Rabu, 16 Januari 2013


Kesimpulanku Dalam Berfilsafat

Filsafat ilmu merupakan sesuatu yang baru bagi saya. Selama sekolah atau kuliah saya belum pernah mendapatkan pelajaran filsafat. Awal mulai mendapatkan mata kuliah ini saya pikir sama seperti mata kuliah lain yang pernah saya alami. Mungkin kuliah akan diisi dengan memberikan materi dan presentasi sama seperti mata kuliah yang lain. Waktu demi waktu yang saya lalui untuk belajar filsafat, saya semakin merasakan strategi yang biasa saya gunakan dalam mengikuti mata kuliah yang lain benar-benar tidak efektif. Saya baru menyadari filsafat itu seperti samudera yang sangat luas dan dalam, saya tidak tahu dari sisi mana untuk mulai menyelaminya. Saya mencoba memulai dari satu sisi yang saya yakini paling mudah, tetapi rasanya juga tidak mudah karena sisi itu juga sangat dalam. Saya mencoba untuk melihat gambaran besarnya secara menyeluruh, tetapi indera ini juga tidak mampu, karena samudera itu seolah tak terbatas.
Kita berpikir menyangkut hal yang ada dan yang mungkin ada, tak ada ruang waktu yang dapat membatasinya. Kita bisa berpikir mengenai masa lampau, masa sekarang, bahkan masa yang akan datang. Berpikir juga tidak terikat oleh jauh dekatnya objek yang kita pikirkan. Begitu luasnya yang dapat kita lakukan pada saat berpikir sehingga kita perlu belajar bagaimana tata cara yang seharusnya kita lakukan pada saat berpikir. Tata cara dalam berpikir itulah yang disebut dengan filsafat. Banyak hal di dunia ini yang apabila dilakukan terdapat tata cara bagaimana melakukan hal tersebut. Seperti dalam melakukan ibadah, misalnya pada kaum muslimin yakni ibadah sholat. Dalam melakukan sholat, kaum muslimin tidak serta merta melakukan dengan sesuka hati. Tetapi terdapat tuntunan atau tata cara dalam melakukannya, seperti wudhu, niat, ruku’, sujud dan seterusnya. Begitu pula dalam berpikir, terdapat adab atau tata cara yang dapat dipelajari dalam melakukan olah pikir.

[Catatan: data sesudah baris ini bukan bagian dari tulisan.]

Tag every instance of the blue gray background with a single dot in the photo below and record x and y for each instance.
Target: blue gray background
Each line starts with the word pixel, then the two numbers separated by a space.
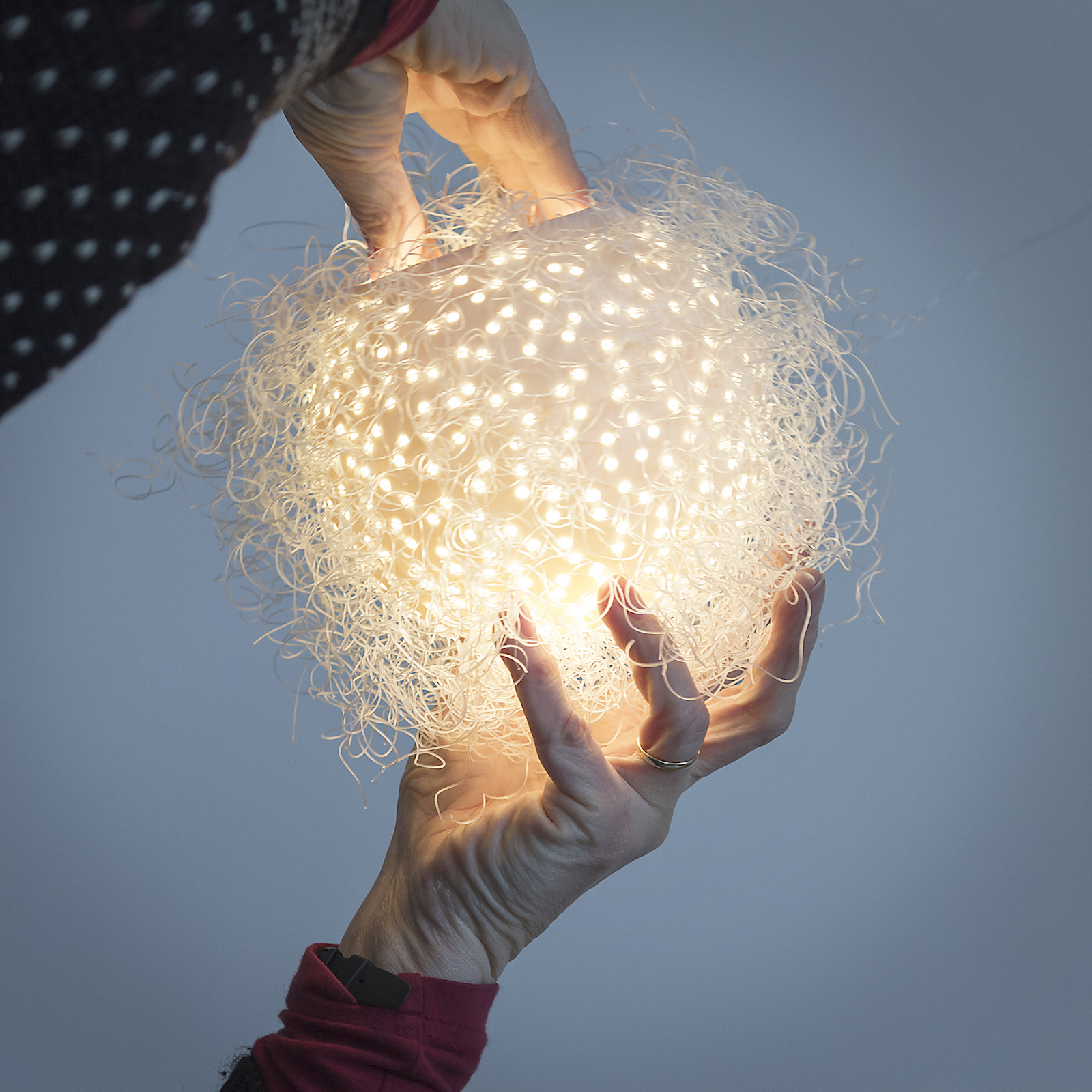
pixel 893 898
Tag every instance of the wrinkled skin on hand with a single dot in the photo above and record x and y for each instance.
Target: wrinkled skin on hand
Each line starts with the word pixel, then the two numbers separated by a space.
pixel 470 74
pixel 460 901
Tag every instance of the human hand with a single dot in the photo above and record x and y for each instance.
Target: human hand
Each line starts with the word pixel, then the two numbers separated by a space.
pixel 470 74
pixel 459 900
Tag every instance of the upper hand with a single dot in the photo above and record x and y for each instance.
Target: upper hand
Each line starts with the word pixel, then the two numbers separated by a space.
pixel 458 900
pixel 470 74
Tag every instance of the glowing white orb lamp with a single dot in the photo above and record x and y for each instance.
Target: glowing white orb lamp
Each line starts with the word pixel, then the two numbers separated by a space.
pixel 609 392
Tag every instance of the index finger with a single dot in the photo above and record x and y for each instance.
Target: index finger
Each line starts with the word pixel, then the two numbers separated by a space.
pixel 677 720
pixel 565 745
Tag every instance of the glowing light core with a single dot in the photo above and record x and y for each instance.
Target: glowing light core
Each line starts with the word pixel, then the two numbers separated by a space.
pixel 612 392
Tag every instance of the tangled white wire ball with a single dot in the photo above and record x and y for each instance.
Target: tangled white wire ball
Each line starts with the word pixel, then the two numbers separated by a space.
pixel 624 390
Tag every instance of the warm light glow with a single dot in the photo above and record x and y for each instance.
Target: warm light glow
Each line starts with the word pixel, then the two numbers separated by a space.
pixel 604 393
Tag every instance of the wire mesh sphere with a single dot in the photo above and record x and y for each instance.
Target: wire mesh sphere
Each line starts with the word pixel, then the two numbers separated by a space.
pixel 611 392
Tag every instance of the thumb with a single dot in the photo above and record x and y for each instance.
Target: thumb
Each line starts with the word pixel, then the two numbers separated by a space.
pixel 352 125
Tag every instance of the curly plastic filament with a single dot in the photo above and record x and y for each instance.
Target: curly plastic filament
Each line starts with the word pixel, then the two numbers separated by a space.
pixel 624 390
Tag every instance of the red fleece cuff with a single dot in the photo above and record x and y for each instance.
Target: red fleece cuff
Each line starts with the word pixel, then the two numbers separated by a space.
pixel 403 19
pixel 329 1043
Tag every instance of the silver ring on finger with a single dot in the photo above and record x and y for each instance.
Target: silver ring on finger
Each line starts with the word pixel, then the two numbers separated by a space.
pixel 662 764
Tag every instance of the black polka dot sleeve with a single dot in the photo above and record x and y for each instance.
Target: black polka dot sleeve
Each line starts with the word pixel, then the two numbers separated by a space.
pixel 115 119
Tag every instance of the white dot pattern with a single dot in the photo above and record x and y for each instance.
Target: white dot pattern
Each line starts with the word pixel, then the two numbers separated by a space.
pixel 114 123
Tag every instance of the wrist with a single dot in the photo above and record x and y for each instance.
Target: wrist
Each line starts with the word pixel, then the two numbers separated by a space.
pixel 393 938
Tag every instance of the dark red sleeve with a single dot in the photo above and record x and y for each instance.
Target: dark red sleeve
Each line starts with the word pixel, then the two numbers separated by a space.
pixel 404 18
pixel 329 1043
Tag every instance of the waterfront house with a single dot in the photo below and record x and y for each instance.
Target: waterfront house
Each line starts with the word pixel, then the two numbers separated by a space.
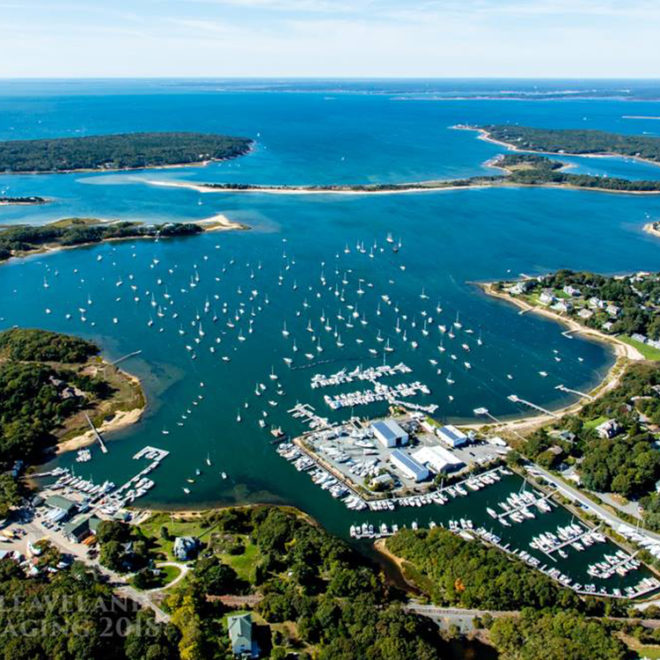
pixel 239 629
pixel 452 436
pixel 80 528
pixel 60 508
pixel 608 429
pixel 389 433
pixel 563 306
pixel 519 287
pixel 408 466
pixel 185 547
pixel 547 297
pixel 613 310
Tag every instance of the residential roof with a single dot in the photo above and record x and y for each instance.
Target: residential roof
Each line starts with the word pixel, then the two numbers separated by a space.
pixel 240 630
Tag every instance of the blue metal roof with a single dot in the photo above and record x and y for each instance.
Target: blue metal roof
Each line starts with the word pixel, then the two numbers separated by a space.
pixel 409 462
pixel 389 429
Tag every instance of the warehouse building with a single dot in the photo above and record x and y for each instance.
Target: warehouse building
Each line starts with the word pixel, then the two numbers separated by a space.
pixel 408 466
pixel 452 436
pixel 389 433
pixel 438 459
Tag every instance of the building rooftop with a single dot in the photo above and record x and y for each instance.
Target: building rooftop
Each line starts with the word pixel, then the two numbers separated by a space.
pixel 389 429
pixel 59 502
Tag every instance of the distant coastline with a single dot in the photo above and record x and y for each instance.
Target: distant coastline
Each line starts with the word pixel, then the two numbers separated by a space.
pixel 136 231
pixel 486 136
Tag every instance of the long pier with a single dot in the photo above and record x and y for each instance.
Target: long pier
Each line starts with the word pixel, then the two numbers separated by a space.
pixel 104 449
pixel 125 357
pixel 516 399
pixel 573 539
pixel 563 388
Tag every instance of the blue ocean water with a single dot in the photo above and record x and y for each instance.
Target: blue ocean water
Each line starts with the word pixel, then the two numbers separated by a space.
pixel 295 254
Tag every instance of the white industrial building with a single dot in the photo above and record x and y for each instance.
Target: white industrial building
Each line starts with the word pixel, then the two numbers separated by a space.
pixel 438 459
pixel 389 433
pixel 408 466
pixel 452 436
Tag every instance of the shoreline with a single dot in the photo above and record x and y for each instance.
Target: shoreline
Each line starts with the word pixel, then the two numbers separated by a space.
pixel 624 354
pixel 218 222
pixel 102 170
pixel 120 419
pixel 430 186
pixel 486 137
pixel 650 228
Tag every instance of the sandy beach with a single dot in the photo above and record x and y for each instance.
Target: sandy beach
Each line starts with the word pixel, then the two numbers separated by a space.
pixel 486 137
pixel 650 228
pixel 624 354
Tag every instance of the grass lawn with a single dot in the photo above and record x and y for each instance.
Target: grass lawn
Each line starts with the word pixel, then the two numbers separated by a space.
pixel 593 423
pixel 244 563
pixel 648 352
pixel 176 527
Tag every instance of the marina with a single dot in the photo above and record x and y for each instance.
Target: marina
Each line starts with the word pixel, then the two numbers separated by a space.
pixel 238 337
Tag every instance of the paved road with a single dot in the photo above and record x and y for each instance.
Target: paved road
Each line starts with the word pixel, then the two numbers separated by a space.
pixel 444 617
pixel 36 531
pixel 576 496
pixel 183 570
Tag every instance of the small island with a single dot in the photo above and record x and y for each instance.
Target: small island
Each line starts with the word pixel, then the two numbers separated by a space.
pixel 27 200
pixel 21 240
pixel 571 141
pixel 519 169
pixel 49 382
pixel 118 152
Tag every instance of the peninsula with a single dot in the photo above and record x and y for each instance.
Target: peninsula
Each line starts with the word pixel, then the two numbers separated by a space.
pixel 622 309
pixel 49 383
pixel 571 141
pixel 118 152
pixel 22 240
pixel 519 170
pixel 27 200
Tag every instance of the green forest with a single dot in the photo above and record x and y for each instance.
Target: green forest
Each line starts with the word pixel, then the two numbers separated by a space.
pixel 629 463
pixel 572 141
pixel 319 597
pixel 121 151
pixel 456 572
pixel 78 231
pixel 31 401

Dalam mempelajari filsafat atau berfilsafat hanya diperlukan dua macam bekal saja yakni berpikir kritis atau berlogika dan pengalaman. Berfilsafat harus dimulai dari pemikiran-pemikiran yang remeh dan sepele. Sehingga dalam berfilsafat tidak perlu menunggu suatu kejadian yang besar dan menggemparkan dunia. Pengalaman juga diperlukan dalam berfilsafat, semakin banyak pengalaman hidup yang diperoleh maka semakin mudah orang tersebut mencapai titik tertinggi dalam berfilsafat.

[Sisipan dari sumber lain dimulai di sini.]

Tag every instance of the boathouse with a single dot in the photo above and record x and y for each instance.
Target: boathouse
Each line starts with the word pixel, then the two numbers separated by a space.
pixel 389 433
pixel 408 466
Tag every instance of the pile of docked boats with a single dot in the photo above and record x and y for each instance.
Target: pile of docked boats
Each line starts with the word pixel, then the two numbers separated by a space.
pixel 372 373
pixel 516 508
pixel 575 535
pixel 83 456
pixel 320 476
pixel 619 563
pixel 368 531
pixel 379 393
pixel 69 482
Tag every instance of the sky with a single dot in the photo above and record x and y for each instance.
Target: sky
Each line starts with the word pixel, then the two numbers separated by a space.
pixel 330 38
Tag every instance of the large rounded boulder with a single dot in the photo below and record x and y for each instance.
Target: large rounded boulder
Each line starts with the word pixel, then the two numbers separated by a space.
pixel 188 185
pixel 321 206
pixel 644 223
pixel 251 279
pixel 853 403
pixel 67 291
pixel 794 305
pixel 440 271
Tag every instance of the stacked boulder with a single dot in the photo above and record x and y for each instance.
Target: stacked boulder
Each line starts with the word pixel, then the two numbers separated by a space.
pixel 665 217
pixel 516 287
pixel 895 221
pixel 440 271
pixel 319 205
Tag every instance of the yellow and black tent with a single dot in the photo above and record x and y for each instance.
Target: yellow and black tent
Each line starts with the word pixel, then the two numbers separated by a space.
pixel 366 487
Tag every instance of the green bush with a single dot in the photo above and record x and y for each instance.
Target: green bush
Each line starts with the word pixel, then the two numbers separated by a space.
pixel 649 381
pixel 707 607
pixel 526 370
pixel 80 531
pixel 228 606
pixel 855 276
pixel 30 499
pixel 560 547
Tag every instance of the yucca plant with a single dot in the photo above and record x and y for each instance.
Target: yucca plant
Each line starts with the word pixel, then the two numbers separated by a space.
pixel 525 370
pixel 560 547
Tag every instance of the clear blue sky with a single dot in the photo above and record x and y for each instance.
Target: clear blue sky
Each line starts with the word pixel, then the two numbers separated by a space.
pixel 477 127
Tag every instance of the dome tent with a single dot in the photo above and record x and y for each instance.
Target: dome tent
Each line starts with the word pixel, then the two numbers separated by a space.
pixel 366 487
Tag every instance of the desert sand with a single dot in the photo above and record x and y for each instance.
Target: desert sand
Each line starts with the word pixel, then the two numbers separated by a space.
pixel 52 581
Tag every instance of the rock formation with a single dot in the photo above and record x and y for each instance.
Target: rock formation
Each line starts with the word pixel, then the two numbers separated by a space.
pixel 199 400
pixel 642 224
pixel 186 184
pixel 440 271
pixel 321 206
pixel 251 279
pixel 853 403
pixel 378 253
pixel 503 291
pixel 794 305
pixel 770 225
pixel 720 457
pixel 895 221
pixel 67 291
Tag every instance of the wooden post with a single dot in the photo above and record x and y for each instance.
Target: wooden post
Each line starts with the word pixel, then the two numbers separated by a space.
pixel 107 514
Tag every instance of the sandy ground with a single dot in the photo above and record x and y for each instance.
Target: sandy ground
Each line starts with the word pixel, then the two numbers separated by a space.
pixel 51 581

Banyak orang yang berfilsafat bisa mencapai titik tertinggi tersebut, tetapi mengindahkan bahwa di atas titik tersebut terdapat yang lebih tinggi yakni spiritual. Spiritual digariskan secara absolout yang diturunkan melalui norma-norma sesuai dengan agama dan kepercayaan masing-masing. Setinggi-tinggi ilmu, secanggih teknologi berkembang, jangan sampai kita meninggalkan spiritual. Jika dapat dibandingkan, maka perbandingan berfikir filsafat dengan spiritual adalah satu berbanding dengan sepuluh. Sejauh-jauh pengembaraan dalam filsafat, sedalam-dalamnya berfilsafat, setinggi-tingginya dalam berfilsafat maka kita harus kembali kepada dimensi spiritual.

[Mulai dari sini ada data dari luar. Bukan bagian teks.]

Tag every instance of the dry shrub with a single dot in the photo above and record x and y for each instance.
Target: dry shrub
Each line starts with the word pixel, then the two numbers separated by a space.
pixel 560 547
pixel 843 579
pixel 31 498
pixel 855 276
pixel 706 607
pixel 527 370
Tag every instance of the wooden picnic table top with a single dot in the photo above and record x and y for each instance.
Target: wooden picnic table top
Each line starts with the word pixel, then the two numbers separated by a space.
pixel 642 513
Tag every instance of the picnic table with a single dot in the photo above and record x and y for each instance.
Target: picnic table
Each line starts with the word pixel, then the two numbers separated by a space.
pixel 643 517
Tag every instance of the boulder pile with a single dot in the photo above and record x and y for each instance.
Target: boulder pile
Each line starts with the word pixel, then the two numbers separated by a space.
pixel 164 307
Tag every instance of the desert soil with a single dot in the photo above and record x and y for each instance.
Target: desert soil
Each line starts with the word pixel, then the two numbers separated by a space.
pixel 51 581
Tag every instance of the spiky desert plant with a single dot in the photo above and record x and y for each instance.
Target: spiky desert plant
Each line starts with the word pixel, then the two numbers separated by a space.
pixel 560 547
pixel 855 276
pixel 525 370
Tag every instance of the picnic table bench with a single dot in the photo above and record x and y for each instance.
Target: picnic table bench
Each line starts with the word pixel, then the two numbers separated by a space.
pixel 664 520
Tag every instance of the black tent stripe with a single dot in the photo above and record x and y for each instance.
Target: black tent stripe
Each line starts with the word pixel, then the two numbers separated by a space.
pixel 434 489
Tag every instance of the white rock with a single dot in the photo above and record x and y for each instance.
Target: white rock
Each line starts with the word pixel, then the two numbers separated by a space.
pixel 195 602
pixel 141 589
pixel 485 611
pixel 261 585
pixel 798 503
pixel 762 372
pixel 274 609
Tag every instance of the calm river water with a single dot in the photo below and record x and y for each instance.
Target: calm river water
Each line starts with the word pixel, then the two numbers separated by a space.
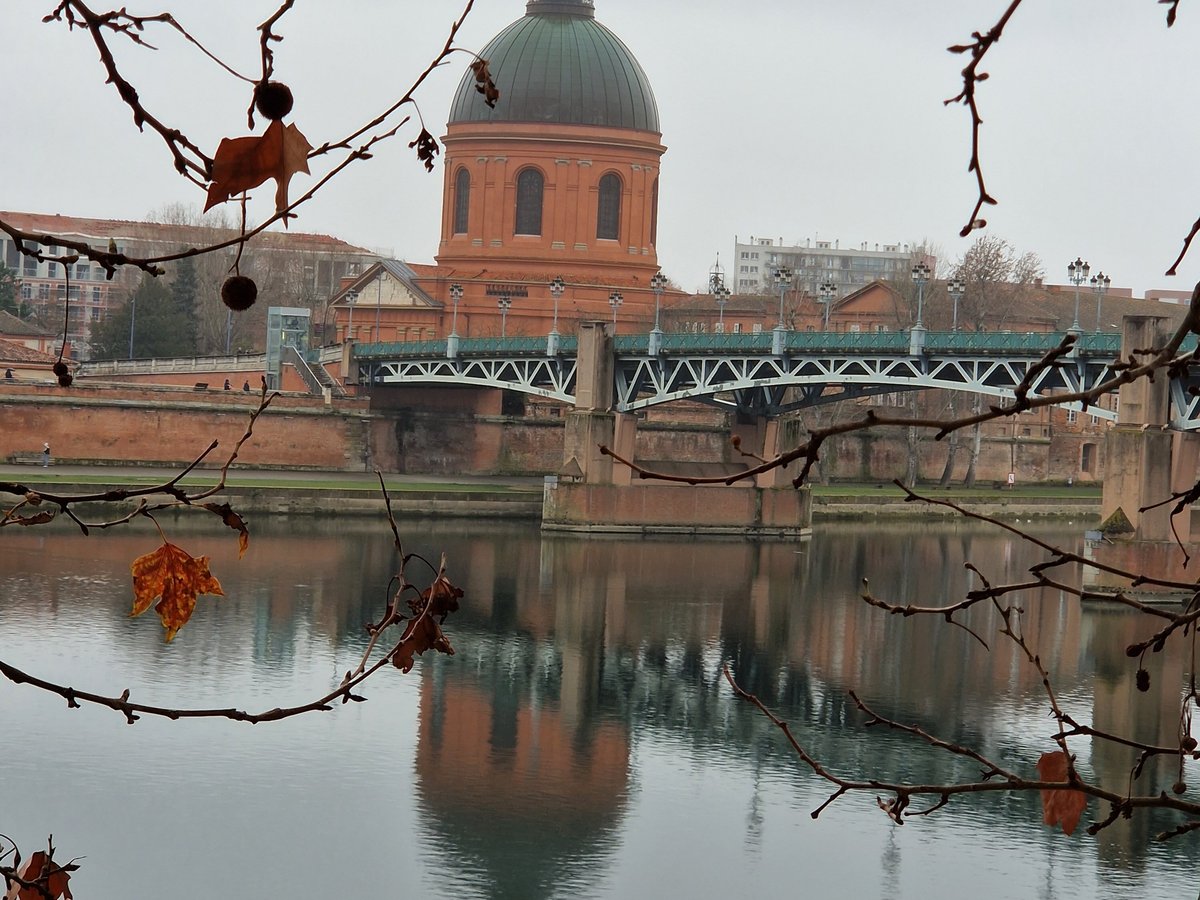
pixel 580 744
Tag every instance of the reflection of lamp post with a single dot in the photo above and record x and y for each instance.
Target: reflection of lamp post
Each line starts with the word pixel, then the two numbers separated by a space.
pixel 721 295
pixel 1077 273
pixel 828 292
pixel 504 301
pixel 955 288
pixel 1099 285
pixel 658 282
pixel 921 274
pixel 615 301
pixel 556 291
pixel 351 297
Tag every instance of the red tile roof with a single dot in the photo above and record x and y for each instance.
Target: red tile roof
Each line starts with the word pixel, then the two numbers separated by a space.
pixel 96 229
pixel 12 352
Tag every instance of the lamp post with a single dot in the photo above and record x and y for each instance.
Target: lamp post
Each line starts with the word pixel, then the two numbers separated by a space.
pixel 504 301
pixel 351 297
pixel 917 335
pixel 556 291
pixel 658 283
pixel 783 275
pixel 615 301
pixel 453 339
pixel 378 304
pixel 828 292
pixel 957 288
pixel 1077 273
pixel 721 294
pixel 1099 285
pixel 133 316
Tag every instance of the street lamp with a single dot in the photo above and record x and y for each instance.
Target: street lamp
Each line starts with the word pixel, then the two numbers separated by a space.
pixel 504 301
pixel 615 301
pixel 721 294
pixel 658 282
pixel 1077 273
pixel 828 292
pixel 556 291
pixel 351 297
pixel 133 316
pixel 955 288
pixel 921 274
pixel 455 298
pixel 783 276
pixel 1099 285
pixel 453 337
pixel 658 285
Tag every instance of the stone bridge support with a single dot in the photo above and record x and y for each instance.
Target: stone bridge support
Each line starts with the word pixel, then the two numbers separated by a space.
pixel 1145 461
pixel 593 424
pixel 593 493
pixel 767 438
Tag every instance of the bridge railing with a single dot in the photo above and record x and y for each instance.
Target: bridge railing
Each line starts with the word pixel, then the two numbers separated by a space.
pixel 681 343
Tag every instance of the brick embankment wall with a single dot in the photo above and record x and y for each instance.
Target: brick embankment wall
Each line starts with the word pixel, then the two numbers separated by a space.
pixel 141 425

Untuk menguasai filsafat, seseorang tidak dapat memilih filsafat apa yang akan dipelajari karena semua saling berikatan berhubungan. Filsafat selalu memiliki hubungan dengan yang lain. Seseorang tidak bisa hanya belajar filsafat dari satu sumber pemikiran saja ataupun dari satu filsuf saja, akan tetapi harus menyeluruh dan mendalam. Jika sesorang sudah merasa bosan dalam mempelajari filsafat, maka yang perlu dilakukan adalah berhenti sejenak dalam berpikir.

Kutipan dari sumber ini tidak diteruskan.